City striker Chris Brown today gave a first insight into the new coaching regime sweeping through Colney – and how die-hard Geordie Lee Clark has taken to working with an unrepentant Mackem from across the water.
The two were clearly either side of the great North-East divide this weekend as the Tyne-Wear battle raged ahead of City's trip to Plymouth. In the end, of course, the game ended all square at 1-1. And with honours even new Canary No2 and his 22-year-old striker can concentrate on the real job in hand – digging the Norfolk club out of the almighty mess they find themselves in at the very foot of the Championship table.
“We spoke last week about it and the importance of the game up there – it's a massive, massive derby and obviously he's played for both teams,” said Brown, speaking at the latest Canary kids roadshow, held at Cliff Park High School in Gorleston.
“Obviously he's come from Newcastle and he's a Newcastle fan, so he wanted Newcastle to win and I wanted Sunderland to win – so it was probably a fair result,” added the Canary frontman, born and bred a Mackem.
Such tribal loyalties have, it seems, been put firmly to one side in City's desperate hour of need with Brown revealing Clark's positive impact on training at Colney.

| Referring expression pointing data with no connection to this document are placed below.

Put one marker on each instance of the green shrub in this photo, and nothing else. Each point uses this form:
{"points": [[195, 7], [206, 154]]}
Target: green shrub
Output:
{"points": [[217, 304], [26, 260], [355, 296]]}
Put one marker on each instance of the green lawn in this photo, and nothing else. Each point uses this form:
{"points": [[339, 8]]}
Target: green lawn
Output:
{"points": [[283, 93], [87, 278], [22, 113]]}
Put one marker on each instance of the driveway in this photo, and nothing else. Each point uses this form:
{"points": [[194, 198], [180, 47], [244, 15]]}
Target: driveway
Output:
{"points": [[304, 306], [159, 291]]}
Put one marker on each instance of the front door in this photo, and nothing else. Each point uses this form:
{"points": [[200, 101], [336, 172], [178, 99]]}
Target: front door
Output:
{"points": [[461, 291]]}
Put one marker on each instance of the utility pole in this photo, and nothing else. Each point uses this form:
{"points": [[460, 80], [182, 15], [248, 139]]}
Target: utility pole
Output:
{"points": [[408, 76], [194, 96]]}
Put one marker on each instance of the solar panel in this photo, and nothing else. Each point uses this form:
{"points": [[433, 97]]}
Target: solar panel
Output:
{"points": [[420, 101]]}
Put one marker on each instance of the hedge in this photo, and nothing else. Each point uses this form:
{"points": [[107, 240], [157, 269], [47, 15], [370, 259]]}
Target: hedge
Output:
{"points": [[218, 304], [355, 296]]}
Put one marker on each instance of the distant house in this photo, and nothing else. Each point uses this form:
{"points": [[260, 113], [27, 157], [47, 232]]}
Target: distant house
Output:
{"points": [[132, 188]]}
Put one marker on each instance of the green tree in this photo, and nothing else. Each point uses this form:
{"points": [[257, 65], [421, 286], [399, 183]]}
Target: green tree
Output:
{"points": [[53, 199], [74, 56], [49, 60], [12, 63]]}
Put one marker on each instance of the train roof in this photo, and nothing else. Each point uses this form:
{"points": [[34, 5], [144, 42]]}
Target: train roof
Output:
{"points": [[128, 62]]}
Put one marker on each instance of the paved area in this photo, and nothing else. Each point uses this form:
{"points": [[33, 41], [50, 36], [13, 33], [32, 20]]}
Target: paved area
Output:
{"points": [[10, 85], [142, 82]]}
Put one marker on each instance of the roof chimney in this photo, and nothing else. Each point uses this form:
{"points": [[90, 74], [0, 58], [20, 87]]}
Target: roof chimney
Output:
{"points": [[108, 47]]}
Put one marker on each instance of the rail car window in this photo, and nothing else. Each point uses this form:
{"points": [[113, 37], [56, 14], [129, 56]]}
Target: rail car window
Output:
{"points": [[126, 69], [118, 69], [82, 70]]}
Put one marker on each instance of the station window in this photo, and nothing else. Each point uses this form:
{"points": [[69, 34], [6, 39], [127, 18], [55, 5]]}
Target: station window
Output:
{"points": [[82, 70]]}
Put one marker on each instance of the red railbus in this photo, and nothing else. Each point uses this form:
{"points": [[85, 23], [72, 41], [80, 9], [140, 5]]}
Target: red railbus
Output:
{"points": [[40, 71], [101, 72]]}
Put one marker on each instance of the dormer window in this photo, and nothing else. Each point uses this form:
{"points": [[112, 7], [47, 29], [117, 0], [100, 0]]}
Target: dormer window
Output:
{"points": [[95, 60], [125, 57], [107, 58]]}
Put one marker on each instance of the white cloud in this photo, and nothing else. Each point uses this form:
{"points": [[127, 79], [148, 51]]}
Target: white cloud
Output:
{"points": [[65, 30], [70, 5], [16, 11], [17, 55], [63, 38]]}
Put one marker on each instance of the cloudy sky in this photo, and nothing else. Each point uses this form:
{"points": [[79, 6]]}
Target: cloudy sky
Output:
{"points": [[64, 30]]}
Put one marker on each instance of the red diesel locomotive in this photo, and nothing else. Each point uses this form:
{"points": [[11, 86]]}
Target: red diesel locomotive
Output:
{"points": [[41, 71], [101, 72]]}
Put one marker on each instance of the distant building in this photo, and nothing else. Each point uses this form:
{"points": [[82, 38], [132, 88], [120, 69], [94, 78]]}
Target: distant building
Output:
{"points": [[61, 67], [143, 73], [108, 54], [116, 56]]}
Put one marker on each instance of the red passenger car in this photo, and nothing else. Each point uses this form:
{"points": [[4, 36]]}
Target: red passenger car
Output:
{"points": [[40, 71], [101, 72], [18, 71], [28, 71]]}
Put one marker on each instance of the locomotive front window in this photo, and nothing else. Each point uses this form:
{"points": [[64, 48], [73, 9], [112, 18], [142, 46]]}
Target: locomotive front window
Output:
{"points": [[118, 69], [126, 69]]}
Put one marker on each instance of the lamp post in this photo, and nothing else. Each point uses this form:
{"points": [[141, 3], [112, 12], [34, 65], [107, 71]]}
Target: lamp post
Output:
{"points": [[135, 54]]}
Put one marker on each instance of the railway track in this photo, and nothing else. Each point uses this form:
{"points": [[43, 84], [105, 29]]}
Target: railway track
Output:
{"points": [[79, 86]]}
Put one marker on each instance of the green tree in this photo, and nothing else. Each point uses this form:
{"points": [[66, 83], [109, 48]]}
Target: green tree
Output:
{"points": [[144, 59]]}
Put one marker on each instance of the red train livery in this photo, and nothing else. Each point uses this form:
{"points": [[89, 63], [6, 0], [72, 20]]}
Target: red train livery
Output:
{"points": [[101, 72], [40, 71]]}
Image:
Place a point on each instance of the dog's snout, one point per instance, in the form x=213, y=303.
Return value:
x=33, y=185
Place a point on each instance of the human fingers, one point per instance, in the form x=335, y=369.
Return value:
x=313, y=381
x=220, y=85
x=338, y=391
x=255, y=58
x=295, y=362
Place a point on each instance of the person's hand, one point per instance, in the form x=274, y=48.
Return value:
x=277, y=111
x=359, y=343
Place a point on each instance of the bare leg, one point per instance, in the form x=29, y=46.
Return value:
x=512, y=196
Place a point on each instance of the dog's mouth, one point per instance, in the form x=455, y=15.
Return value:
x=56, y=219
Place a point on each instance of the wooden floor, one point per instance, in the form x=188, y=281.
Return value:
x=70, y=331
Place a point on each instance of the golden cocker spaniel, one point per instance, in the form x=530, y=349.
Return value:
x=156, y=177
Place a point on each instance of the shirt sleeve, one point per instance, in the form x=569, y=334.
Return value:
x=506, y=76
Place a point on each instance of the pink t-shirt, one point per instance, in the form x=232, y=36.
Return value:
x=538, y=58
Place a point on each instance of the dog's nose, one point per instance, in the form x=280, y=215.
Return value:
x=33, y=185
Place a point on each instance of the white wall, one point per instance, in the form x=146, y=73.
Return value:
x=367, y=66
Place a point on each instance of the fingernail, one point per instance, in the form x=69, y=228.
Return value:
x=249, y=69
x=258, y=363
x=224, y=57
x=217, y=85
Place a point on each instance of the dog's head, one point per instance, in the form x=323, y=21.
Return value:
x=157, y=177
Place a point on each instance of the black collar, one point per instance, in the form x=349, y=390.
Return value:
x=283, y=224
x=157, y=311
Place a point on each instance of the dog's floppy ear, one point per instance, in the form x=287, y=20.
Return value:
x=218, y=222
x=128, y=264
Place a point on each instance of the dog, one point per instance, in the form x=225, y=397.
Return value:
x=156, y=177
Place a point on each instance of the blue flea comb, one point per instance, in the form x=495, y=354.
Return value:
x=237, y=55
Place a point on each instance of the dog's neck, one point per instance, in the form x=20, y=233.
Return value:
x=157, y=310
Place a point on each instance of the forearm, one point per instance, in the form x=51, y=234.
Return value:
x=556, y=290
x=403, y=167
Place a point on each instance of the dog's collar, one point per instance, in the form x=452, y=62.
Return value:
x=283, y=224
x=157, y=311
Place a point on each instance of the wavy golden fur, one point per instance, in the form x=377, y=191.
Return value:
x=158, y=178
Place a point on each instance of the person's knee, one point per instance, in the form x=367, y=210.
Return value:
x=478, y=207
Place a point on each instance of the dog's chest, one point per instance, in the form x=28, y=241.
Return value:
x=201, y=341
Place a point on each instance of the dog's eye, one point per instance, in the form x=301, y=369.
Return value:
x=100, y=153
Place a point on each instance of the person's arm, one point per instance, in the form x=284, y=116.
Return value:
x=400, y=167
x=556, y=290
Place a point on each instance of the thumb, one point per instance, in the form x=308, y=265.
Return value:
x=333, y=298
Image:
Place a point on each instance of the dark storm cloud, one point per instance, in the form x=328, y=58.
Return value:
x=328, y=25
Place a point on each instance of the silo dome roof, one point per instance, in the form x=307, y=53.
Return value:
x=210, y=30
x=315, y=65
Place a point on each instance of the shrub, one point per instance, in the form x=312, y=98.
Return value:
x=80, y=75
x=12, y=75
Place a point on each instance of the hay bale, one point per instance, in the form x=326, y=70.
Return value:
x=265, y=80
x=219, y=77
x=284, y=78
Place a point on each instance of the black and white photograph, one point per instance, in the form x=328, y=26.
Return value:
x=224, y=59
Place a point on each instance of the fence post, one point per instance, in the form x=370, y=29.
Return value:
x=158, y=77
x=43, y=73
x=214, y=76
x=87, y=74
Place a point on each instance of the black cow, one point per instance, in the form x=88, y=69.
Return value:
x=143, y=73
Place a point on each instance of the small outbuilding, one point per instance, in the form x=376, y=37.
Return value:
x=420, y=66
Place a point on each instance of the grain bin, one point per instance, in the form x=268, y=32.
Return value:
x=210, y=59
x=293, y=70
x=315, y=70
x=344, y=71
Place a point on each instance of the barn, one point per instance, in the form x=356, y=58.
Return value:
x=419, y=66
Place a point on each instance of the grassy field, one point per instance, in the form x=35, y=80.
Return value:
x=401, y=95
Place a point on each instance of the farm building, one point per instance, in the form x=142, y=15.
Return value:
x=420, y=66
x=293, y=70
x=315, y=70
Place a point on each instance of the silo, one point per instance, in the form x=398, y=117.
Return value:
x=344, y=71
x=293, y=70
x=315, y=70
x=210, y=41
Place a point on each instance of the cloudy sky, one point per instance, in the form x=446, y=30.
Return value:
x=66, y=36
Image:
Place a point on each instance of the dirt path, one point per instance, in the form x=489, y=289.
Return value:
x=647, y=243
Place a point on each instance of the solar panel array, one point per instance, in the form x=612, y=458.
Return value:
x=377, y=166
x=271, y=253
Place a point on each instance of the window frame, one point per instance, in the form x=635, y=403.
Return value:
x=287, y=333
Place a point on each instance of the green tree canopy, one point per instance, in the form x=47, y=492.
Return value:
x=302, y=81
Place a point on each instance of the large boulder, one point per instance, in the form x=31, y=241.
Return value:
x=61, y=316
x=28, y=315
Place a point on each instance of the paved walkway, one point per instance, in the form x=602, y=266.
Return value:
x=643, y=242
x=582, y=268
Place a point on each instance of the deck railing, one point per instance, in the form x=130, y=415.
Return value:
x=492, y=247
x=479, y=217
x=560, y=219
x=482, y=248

“Training has been good so far; the lads have enjoyed the sessions he's put on so hopefully that will continue,” said Brown, suggesting that there was a new, improved atmosphere at City's training HQ. Whether the Roeder-Clark show can turn that into improved performances and results on the pitch is, of course, the $64 million dollar question.
“He's more constructive – he hasn't given any beatings out as yet! But, no, his training has been good – very positive. He's always encouraging and stuff – the same as the gaffer, really,” said Brown, as the question was asked whether there was a 'Good cop, bad cop…' routine going on with Roeder and Clark.
One in which the roles might occasionally change if the fire in the new manager's eyes after Saturday's shambles was any guide – and the state of the paint-work in the away dressing room at Home Park.
“I think so,” confirmed Brown, who at least put a shift in alongside Jamie Cureton in the second-half at Home Park.
“When it comes to the game, that's when the gaffer comes out and says his stuff. In training during the week he doesn't really get involved as much as he does on a Friday before the game – or on Saturday. But Clarky's taken a few sessions now and I think everybody's enjoyed it.”
Rather more than the long journey home on Saturday night after City's latest away-day reverse.
“It's not nice,” said Brown, who in common with the rest of his team-mates flew back to Norfolk and was spared the delights of the six-hour drive home. Many of the 550 supporters present might have suggested that a walk home might have been a suitable and timely reminder of the predicament the Canaries find themselves in.
“It seems to be every week at the minute that we're feeling like this and we need to get out of that mentality,” said Brown. “We need to put that right. And I'm sure once we get one win it gets a habit then – a winning habit rather than a losing habit.”
City's big, big chance comes at home to Coventry City in ten days time. Fresh from their 4-0 home mauling last night by West Bromwich Albion, the Sky Blues might – just – offer a straw to cling to. Particularly if Roeder can slam a fresh face or two into his tattered squad before then. The back-to-back away trips to Blackpool and Stoke City that then follow are rather less appealing for a club that has prised just one point away from home all season.
“When you're losing games it's horrible,” admitted Brown. “It spoils your life – especially in a city like Norwich where everyone loves their football and stuff.
“And when you go out of the house, it's nice when you're winning and everybody seems to be happy. But when you're losing, it goes the opposite – so we've got to try and put that right.”
He has, of course, seen this before as Sunderland plummeted painfully out of the Premiership under Mick McCarthy.
“It was quite similar – we lost a few games at the start and we weren't able to turn that around. But hopefully we can turn this one around – and I'm quite confident that we can.”
Hanging in there together is one big requirement – finding anyone with a real, physical Championship presence is another. And if you do find them, them then staying fit also helps with Martin 'Tiny' Taylor adding to Roeder's many worries by disappearing with a groin strain on Saturday.
“I think the supporters have just got to stick with it,” said Brown. “We have got some good players and, hopefully, the gaffer's going to bring some more players in to add to that.
“And if we all stick together and work hard and try and play our normal game – I think that's what we've got to try and get back to. Play our normal game like we've been brought up to do. And then we'll all be OK – hopefully.”
In fairness to Brown, the prospect of a new strapping centre-forward arriving at Carrow Road – even it is not now likely to be of the Shola Ameobi variety as Sam Allardyce puts the block on that move – is viewed in the right way.
“I'd see it as a challenge,” said last January's ?325,000 buy, still with just that one goal to his name. “That if a new player comes in, I've got to raise my game and I'd like to think that everyone is like that. Because no-one likes to give their shirt away – or their place on the bench or their place in the squad away.”